Some of US President Donald Trump’s closest advisers, including his daughter Ivanka, were missing from a list of people that Democratic lawmakers sought documents from on Monday for a corruption investigation of the president.
The list covered a who’s who of Trump family members and associates, but Ivanka Trump was omitted, despite former Trump personal lawyer Michael Cohen testifying last week that he briefed her numerous times about a Trump skyscraper project in Moscow.
Also absent from the list were former senior White House officials, including chief of staff John Kelly and economic adviser Gary Cohn. Both spent more than a year in Trump’s inner circle and have featured prominently in books and other published accounts of conditions in the Trump White House.
The reasons for some prominent people being left off the House of Representatives investigators’ list were not immediately clear.
House Democrats say they have been careful to avoid conflict with the investigation by US Special Counsel Robert Mueller into Russian interference in the 2016 US election and possible coordination with the Trump campaign, as well as federal probes being led by the US Attorney’s Office in Manhattan.
House Judiciary Committee Chairman Jerrold Nadler told ABC on Sunday that Kelly could be included.
A committee aide said Monday’s list was only a first phase of document requests and more letters would be going out soon.
Eighty-one people, agencies and organisations were named by the committee as recipients of document requests, including Trump’s adult sons, Donald Jr (below) and Eric, as well as his son-in-law Jared Kushner, who is Ivanka’s husband and a White House adviser.
Representatives for the White House and Justice Department said the document requests were being reviewed.
At the White House, Trump was asked if he would cooperate with Nadler’s probe. “I cooperate all the time with everybody,” he said, adding, “You know the beautiful thing?

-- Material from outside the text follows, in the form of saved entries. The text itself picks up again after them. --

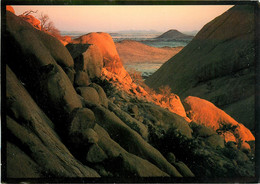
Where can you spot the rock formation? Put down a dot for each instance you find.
(107, 47)
(66, 120)
(217, 65)
(136, 52)
(174, 34)
(10, 9)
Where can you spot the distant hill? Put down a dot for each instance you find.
(217, 65)
(174, 34)
(135, 52)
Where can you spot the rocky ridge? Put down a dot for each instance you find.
(71, 112)
(217, 65)
(174, 34)
(136, 52)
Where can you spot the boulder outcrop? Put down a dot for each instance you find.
(107, 47)
(217, 65)
(66, 120)
(205, 113)
(10, 9)
(174, 34)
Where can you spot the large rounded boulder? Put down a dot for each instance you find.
(107, 47)
(204, 112)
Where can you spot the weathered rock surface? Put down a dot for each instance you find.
(32, 20)
(131, 140)
(31, 130)
(42, 57)
(88, 58)
(89, 94)
(10, 9)
(217, 65)
(19, 165)
(125, 164)
(174, 34)
(107, 47)
(111, 128)
(204, 112)
(166, 119)
(136, 52)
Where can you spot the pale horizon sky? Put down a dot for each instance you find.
(117, 18)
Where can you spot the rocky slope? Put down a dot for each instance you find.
(135, 52)
(217, 65)
(174, 34)
(70, 116)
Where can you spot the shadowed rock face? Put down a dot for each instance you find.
(217, 65)
(61, 126)
(10, 9)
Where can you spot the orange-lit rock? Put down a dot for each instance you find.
(65, 40)
(10, 9)
(204, 112)
(107, 47)
(32, 20)
(228, 136)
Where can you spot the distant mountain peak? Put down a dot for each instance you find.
(174, 34)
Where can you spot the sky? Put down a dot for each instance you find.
(121, 17)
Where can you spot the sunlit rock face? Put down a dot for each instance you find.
(107, 47)
(217, 65)
(204, 112)
(10, 9)
(32, 20)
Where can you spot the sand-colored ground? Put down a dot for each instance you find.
(135, 52)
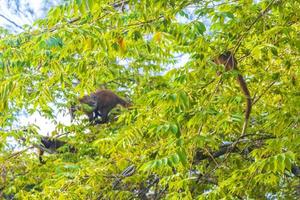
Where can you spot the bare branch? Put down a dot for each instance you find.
(12, 22)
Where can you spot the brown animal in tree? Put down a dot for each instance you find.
(51, 145)
(101, 103)
(228, 60)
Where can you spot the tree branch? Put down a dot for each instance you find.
(12, 22)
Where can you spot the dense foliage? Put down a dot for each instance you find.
(181, 139)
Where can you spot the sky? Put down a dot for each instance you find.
(46, 126)
(28, 12)
(25, 16)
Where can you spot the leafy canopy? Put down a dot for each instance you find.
(181, 138)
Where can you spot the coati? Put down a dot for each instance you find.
(100, 104)
(52, 145)
(228, 60)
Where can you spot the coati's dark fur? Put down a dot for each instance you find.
(52, 145)
(228, 60)
(102, 102)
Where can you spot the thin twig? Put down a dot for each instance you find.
(12, 22)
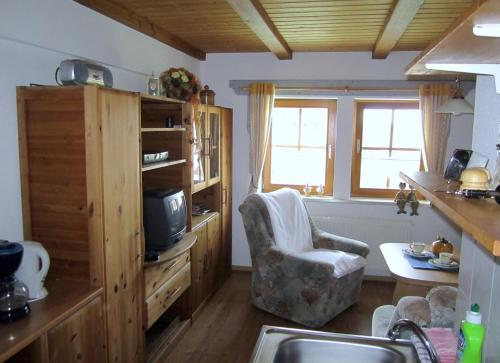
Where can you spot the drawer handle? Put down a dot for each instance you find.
(173, 292)
(205, 262)
(172, 265)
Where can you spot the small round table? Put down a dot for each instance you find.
(411, 281)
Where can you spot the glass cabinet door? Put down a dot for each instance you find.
(199, 145)
(214, 141)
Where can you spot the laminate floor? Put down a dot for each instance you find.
(227, 328)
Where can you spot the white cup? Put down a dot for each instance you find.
(445, 257)
(417, 247)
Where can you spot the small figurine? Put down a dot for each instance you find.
(401, 198)
(414, 203)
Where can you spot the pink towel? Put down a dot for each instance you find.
(443, 340)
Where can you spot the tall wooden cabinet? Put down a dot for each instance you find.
(82, 185)
(81, 189)
(226, 188)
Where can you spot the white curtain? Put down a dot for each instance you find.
(261, 107)
(435, 126)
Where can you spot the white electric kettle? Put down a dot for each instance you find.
(33, 270)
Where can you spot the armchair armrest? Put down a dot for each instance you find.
(322, 239)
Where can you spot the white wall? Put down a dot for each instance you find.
(219, 69)
(35, 36)
(480, 271)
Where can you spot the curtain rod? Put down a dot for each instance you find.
(345, 89)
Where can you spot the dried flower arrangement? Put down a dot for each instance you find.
(180, 84)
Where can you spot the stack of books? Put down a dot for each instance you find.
(199, 209)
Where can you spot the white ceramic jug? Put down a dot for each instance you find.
(33, 269)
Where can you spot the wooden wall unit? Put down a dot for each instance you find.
(82, 181)
(226, 188)
(79, 338)
(206, 256)
(81, 185)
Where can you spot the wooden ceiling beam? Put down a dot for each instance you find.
(141, 24)
(398, 20)
(253, 13)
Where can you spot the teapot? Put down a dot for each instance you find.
(33, 269)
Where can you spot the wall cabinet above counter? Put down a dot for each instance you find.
(478, 217)
(459, 50)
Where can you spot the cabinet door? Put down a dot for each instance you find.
(199, 268)
(199, 147)
(214, 253)
(80, 338)
(226, 188)
(214, 145)
(122, 224)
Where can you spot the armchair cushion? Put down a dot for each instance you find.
(437, 309)
(289, 219)
(343, 262)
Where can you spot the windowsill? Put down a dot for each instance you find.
(358, 200)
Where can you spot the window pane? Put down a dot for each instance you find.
(293, 167)
(381, 171)
(407, 131)
(314, 126)
(376, 127)
(285, 126)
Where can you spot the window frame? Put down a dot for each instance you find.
(360, 105)
(331, 105)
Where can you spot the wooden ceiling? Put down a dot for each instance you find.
(197, 27)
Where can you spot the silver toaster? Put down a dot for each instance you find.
(78, 72)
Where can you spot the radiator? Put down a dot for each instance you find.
(372, 231)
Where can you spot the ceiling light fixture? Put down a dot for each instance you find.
(456, 105)
(486, 30)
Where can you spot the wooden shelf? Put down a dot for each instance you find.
(162, 164)
(64, 299)
(162, 129)
(179, 248)
(459, 45)
(478, 217)
(196, 221)
(145, 98)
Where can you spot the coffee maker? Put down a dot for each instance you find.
(13, 293)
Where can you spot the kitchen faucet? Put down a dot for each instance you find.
(394, 332)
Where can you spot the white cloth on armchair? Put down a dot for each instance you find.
(292, 232)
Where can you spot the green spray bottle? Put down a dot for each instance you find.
(470, 340)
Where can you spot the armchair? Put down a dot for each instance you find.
(437, 309)
(311, 285)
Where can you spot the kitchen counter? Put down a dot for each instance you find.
(478, 217)
(64, 299)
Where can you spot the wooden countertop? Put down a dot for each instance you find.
(478, 217)
(65, 298)
(401, 270)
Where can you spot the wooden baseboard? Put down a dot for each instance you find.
(241, 268)
(379, 278)
(168, 342)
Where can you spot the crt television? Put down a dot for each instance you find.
(165, 216)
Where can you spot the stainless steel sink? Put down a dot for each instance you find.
(283, 345)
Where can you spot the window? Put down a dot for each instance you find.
(301, 145)
(388, 139)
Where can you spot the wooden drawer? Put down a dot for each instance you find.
(156, 275)
(166, 295)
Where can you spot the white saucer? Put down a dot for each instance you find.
(422, 255)
(445, 266)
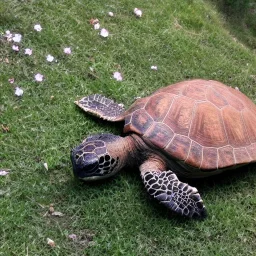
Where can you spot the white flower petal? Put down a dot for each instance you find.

No collusion. It’s all a hoax ... It’s a political hoax.”
Nadler’s committee hopes to determine whether Trump obstructed justice by possibly offering pardons or tampering with witnesses and by ousting perceived enemies, such as former FBI Director James Comey.
Trump fired Comey in May 2017 while he was leading an investigation into Russian meddling in the election. The probe was taken over by Mueller.
Comey was not on Monday’s list. Nor was Andrew McCabe, the former top FBI official who began an obstruction of justice and counterintelligence investigation involving Trump and his ties to Russia after Comey’s firing. Nor was Deputy Attorney General Rod Rosenstein, who appointed Mueller as special counsel.